Background: Tigecycline is a novel glycylcycline that exhibits broad-spectrum antibacterial activity. Recently, the US FDA issued a warning concerning increased mortality with tigecycline in randomized controlled trials (RCTs).
Methods: We conducted a systematic review and meta-analysis of RCTs that compared tigecycline with any other antibiotic regimen for the treatment of any infection. A comprehensive search, without publication status or other restrictions, was conducted. The primary outcome was overall 30 day mortality. The secondary outcome included clinical and microbiological failure, superinfections and adverse events (AEs). The trials' risks of bias and their effects on results were assessed. Two reviewers independently extracted the data. Individual trials' relative risks (RRs) were pooled using a fixed effect meta-analysis.

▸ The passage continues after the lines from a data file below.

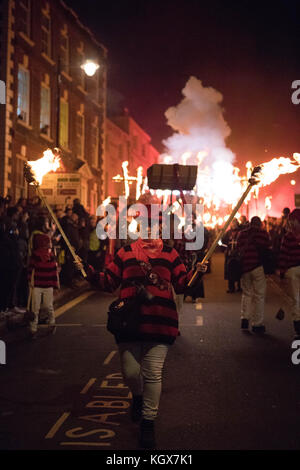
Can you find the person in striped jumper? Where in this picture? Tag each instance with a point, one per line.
(158, 267)
(253, 280)
(42, 273)
(289, 266)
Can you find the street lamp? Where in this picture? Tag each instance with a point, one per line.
(90, 67)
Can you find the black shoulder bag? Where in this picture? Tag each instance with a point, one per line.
(124, 314)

Results: Fifteen trials (7654 patients) were included. Overall mortality was higher with tigecycline compared with other regimens [RR 1.29, 95% confidence interval (CI) 1.02-1.64, without heterogeneity]. The type of infection assessed and the trials' reported risks of bias did not affect this result. Clinical failure was significantly higher with tigecycline (RR 1.16, 95% CI 1.06-1.27) and non-statistically significant higher rates of microbiological failure were demonstrated (RR 1.13, 95% CI 0.99-1.30). Development of septic shock was significantly more frequent with tigecycline (RR 7.01, 95% CI 1.27-38.66). Superinfections were significantly more common with tigecycline and so were AEs, including all AEs and AEs requiring discontinuation.
Conclusions: In the light of the increased mortality, probably explained by decreased clinical and microbiological efficacy, clinicians should avoid tigecycline monotherapy in the treatment of severe infections and reserve it as a last-resort drug.